It was an artist and a poet (John Buust and Judith Wright) who first “saw” and fought for the entirety of the planet’s largest living coral reef, lagoon and coastal system.  That battle was fought and won forty years ago on the new principle of ecology, a remarkable achievement given the lack of scientific information of the day.

To Buust, Wright and Len Webb (the scientist who shared and supported their vision and campaigned with them), the whole was obvious. Perhaps it had been a good thing that the reductionist science beloved of today’s governments had not yet flourished, not to mention the pseudo-science that is now used to support obviously harmful activities by demanding proof of harm in the minute particular.

When it comes to aesthetic value the harm is generally all too obvious – at least to those who have eyes to see and ears to hear.  Although we commonly separate “natural” from “aesthetic” value, the World Heritage Convention makes no such distinction: “… natural features … which are of outstanding universal value from the aesthetic or scientific point of view” (Article 2).

In a World Heritage area listed for its natural values, aesthetic value is described by the formal properties of the natural features and processes – colour, shape, pattern, complexity, size; pitch, timbre, rhythm, volume; sharp, smooth, rough; etc – hence it depends entirely on the integrity of the area.  Thus beauty has so often protected the natural world when nothing else could.

The formal descriptions of the GBRWHA by United Nations Educational, Scientific and Cultural Organisation (UNESCO) and of the Hinchinbrook Region (Valentine, 1994) speak first of beauty. Both refer to size: UNESCO refers to the visibility from space of the pattern of the barrier reefs; Valentine refers to the Hinchinbrook Region’s great length of undeveloped shore line, implicitly acknowledging that much of the GBRWHA’s aesthetic value depends on its spectacular, undeveloped coastlines.
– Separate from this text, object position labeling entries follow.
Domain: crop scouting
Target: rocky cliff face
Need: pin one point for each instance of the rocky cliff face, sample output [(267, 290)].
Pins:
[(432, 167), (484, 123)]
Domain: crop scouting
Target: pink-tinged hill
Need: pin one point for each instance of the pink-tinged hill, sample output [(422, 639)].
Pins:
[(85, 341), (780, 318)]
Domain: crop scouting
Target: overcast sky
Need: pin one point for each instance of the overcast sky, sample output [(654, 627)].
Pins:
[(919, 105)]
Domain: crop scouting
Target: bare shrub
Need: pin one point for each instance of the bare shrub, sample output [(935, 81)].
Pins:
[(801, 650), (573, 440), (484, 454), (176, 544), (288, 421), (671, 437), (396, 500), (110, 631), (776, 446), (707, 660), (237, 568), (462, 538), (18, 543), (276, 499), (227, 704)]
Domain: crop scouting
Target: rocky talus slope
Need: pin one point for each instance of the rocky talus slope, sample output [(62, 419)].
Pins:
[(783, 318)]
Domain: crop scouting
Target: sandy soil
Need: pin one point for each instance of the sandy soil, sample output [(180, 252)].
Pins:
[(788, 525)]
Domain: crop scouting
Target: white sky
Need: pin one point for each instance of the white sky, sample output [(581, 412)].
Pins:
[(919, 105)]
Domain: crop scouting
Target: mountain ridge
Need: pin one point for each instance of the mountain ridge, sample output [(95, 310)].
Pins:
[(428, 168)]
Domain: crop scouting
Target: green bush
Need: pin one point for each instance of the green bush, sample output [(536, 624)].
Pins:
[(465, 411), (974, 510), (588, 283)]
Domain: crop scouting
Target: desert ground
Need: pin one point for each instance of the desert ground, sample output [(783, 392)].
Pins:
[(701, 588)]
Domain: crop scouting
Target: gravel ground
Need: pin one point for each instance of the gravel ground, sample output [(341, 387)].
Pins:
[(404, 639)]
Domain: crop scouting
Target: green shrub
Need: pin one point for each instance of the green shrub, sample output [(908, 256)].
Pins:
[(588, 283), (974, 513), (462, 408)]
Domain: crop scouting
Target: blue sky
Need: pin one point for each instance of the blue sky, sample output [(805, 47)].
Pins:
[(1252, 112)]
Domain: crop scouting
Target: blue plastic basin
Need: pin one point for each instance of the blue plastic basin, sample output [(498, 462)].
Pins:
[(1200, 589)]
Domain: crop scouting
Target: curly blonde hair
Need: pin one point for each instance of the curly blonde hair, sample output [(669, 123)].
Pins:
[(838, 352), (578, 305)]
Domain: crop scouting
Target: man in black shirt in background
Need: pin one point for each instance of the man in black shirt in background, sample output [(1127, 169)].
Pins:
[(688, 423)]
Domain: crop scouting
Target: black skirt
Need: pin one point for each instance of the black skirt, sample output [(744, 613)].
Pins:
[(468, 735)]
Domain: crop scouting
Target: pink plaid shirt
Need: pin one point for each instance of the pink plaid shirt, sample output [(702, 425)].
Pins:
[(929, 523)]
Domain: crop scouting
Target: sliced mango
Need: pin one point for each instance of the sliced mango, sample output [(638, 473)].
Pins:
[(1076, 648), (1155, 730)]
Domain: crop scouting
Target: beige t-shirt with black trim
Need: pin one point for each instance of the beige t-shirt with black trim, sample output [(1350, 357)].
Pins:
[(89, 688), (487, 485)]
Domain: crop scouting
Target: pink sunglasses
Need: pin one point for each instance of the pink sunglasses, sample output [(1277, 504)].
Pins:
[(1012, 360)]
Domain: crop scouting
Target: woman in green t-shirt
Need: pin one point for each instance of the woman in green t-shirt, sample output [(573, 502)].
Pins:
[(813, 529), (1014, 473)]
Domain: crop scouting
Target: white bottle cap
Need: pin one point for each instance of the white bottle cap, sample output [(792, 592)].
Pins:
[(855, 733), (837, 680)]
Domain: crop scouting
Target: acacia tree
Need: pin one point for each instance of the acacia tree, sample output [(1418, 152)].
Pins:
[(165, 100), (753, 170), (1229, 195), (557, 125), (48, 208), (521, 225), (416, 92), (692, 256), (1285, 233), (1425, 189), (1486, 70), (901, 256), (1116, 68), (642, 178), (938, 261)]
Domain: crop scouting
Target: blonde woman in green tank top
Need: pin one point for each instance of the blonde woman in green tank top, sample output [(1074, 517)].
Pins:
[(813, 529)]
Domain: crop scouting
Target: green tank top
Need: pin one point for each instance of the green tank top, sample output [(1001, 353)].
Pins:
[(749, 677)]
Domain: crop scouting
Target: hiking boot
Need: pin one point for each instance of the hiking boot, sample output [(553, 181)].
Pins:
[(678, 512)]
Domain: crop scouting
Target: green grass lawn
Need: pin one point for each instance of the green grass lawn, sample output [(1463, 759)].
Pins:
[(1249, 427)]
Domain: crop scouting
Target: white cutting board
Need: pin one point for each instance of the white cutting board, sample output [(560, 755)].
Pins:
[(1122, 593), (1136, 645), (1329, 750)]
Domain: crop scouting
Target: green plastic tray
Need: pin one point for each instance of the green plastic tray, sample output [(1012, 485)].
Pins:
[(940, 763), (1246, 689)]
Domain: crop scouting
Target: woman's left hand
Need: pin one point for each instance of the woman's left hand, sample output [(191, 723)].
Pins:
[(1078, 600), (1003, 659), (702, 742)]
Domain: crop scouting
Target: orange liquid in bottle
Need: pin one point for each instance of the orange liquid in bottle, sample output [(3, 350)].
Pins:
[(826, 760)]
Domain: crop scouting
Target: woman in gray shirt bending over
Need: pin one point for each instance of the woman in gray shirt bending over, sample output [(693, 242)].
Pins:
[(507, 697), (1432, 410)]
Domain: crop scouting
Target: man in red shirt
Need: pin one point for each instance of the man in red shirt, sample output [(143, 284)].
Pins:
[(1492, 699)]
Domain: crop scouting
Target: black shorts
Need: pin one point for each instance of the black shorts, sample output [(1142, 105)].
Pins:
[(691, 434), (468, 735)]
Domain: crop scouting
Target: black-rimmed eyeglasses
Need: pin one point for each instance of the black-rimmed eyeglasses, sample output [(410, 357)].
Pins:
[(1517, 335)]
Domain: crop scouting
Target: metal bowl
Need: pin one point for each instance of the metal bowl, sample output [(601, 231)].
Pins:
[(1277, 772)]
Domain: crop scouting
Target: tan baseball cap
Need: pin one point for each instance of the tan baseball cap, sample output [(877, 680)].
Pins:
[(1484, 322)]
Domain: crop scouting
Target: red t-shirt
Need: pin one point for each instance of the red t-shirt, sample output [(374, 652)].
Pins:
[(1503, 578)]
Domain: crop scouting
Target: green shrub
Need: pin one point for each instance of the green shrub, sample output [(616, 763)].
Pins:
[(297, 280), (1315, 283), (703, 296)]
It is not just about coral.  In the Hinchinbrook-Cardwell example, the natural or aesthetic value of the coastline included its gradation from the repeated dense patterns of the Hinchinbrook Channel mangroves to the lighter colours of the calophyllum trees screening the village of Cardwell curving all the way round Rockingham Bay and grading into the silver-greyish tones of coastal melaleucas to the distant but prominent Meunga Creek estuary and the Wet Tropics World Heritage Area coast.  One cannot stand in one spot at ground level and see it all, just as one cannot stand in one spot (other than in space) and view the extent of the coral reef system. World Heritage aesthetic value is not about capturing selected parts to make an attractive picture; it is about the integrity of natural features and processes.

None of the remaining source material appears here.